Re: [PATCH 06/10] mm: page_alloc: Distinguish between being unable to sleep, unwilling to unwilling and avoiding waking kswapd

From: Vlastimil Babka
Date: Fri Aug 21 2015 - 09:42:29 EST


On 08/12/2015 12:45 PM, Mel Gorman wrote:
__GFP_WAIT has been used to identify atomic context in callers that hold
spinlocks or are in interrupts. They are expected to be high priority and
have access one of two watermarks lower than "min". __GFP_HIGH users get
access to the first lower watermark and can be called the "high priority
reserve". Atomic users and interrupts access yet another lower watermark
that can be called the "atomic reserve".

Over time, callers had a requirement to not block when fallback options
were available. Some have abused __GFP_WAIT leading to a situation where
an optimisitic allocation with a fallback option can access atomic reserves.

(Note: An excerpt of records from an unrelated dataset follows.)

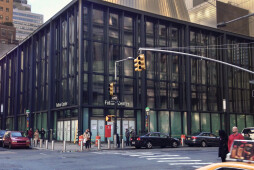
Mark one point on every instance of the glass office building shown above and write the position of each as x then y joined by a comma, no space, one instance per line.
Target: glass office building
58,77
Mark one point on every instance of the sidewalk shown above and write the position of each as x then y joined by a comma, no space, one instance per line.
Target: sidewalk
71,147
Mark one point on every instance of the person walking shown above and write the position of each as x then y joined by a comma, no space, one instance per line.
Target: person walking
36,136
42,135
86,137
30,134
127,135
234,136
223,145
90,142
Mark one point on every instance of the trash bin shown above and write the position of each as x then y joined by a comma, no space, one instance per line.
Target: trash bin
80,138
96,140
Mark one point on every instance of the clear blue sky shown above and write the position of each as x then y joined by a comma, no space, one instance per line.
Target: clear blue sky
47,7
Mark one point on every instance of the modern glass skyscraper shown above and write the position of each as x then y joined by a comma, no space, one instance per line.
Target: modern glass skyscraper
58,77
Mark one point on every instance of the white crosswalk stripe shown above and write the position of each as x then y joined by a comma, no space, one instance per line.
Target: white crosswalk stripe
172,160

This patch uses __GFP_ATOMIC to identify callers that are truely atomic,
cannot sleep and have no alternative. High priority users continue to use
__GFP_HIGH. __GFP_DIRECT_RECLAIM identifies callers that can sleep and are
willing to enter direct reclaim. __GFP_KSWAPD_RECLAIM to identify callers
that want to wake kswapd for background reclaim. __GFP_WAIT is redefined
as a caller that is willing to enter direct reclaim and wake kswapd for
background reclaim.

This patch then converts a number of sites

o __GFP_ATOMIC is used by callers that are high priority and have memory
pools for those requests. GFP_ATOMIC uses this flag. Callers with
interrupts disabled still automatically use the atomic reserves.

Hm I can't see where the latter happens? In gfp_to_alloc_flags(), ALLOC_HARDER is set for __GFP_ATOMIC, or rt-tasks *not* in interrupt? What am I missing?

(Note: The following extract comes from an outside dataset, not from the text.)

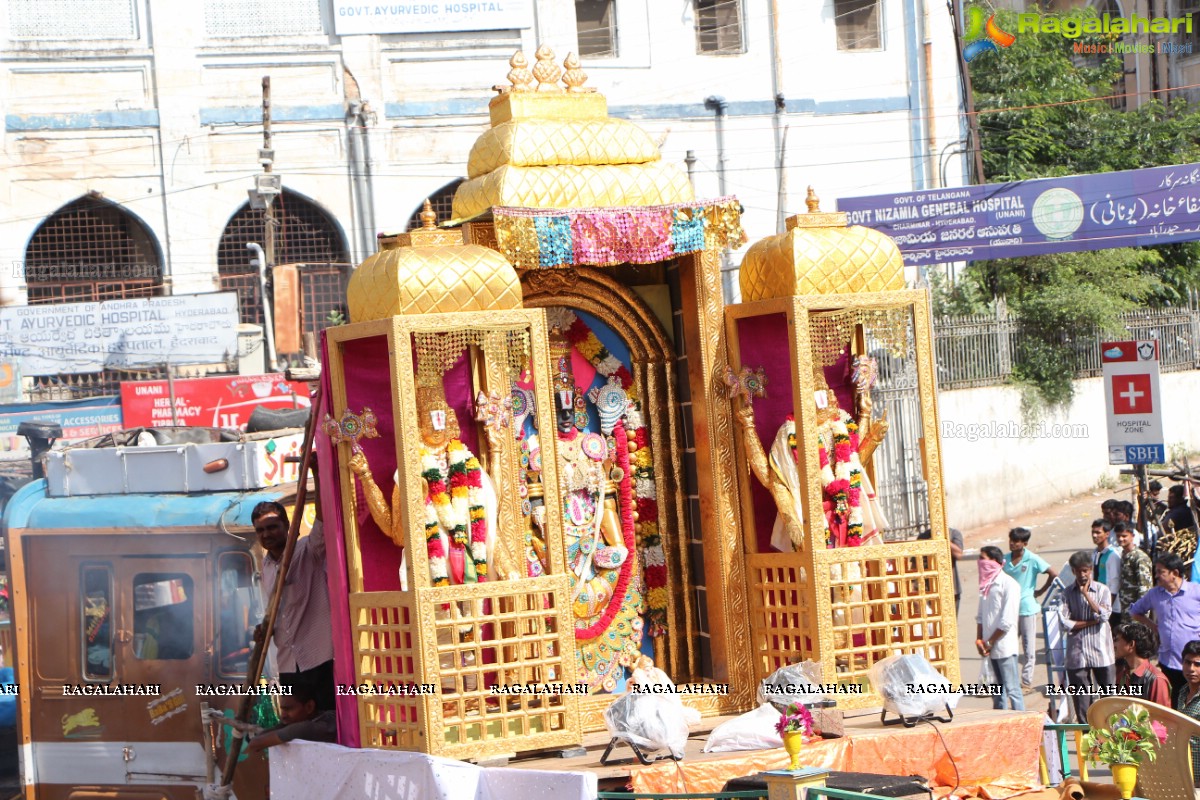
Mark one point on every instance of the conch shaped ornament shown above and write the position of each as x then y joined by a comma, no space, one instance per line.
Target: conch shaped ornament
611,402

o Callers that have a limited mempool to guarantee forward progress use
__GFP_DIRECT_RECLAIM. bio allocations fall into this category where
kswapd will still be woken but atomic reserves are not used as there
is a one-entry mempool to guarantee progress.

o Callers that are checking if they are non-blocking should use the
helper gfpflags_allows_blocking() where possible. This is because

A bit subjective but gfpflags_allow_blocking() sounds better to me.
Or shorter gfp_allows_blocking()?

checking for __GFP_WAIT as was done historically now can trigger false
positives. Some exceptions like dm-crypt.c exist where the code intent
is clearer if __GFP_DIRECT_RECLAIM is used instead of the helper due to
flag manipulations.

The key hazard to watch out for is callers that removed __GFP_WAIT and
was depending on access to atomic reserves for inconspicuous reasons.
In some cases it may be appropriate for them to use __GFP_HIGH.

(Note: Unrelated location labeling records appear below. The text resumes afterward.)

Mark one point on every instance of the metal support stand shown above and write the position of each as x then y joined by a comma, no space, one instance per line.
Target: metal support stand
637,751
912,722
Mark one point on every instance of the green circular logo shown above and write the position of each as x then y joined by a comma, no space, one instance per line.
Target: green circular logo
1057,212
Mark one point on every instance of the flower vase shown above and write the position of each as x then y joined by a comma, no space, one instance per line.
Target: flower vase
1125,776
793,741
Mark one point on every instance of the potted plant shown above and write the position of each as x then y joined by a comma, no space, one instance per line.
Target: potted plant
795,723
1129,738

Hm we might also have a (non-fatal) hazard of callers that directly combined __GFP_* flags that didn't include __GFP_WAIT, but did wake up kswapd, and now might be missing __GFP_KSWAPD_RECLAIM. Did you try checking for those? I imagine it's not a simple task...

Signed-off-by: Mel Gorman <mgorman@xxxxxxxxxxxxxxxxxxx>


diff --git a/Documentation/vm/balance b/Documentation/vm/balance
index c46e68cf9344..6f1f6fae30f5 100644
--- a/Documentation/vm/balance
+++ b/Documentation/vm/balance
@@ -1,12 +1,14 @@
Started Jan 2000 by Kanoj Sarcar <kanoj@xxxxxxx>

-Memory balancing is needed for non __GFP_WAIT as well as for non
-__GFP_IO allocations.
+Memory balancing is needed for !__GFP_ATOMIC and !__GFP_KSWAPD_RECLAIM as
+well as for non __GFP_IO allocations.

-There are two reasons to be requesting non __GFP_WAIT allocations:
-the caller can not sleep (typically intr context), or does not want
-to incur cost overheads of page stealing and possible swap io for
-whatever reasons.
+The first reason why a caller may avoid reclaim is that the caller can not
+sleep due to holding a spinlock or is in interrupt context. The second may
+be that the caller is willing to fail the allocation without incurring the
+overhead of page stealing. This may happen for opportunistic high-order

I think "page stealing" has nowadays a different meaning in the anti-fragmentation context? Should it just say "reclaim"?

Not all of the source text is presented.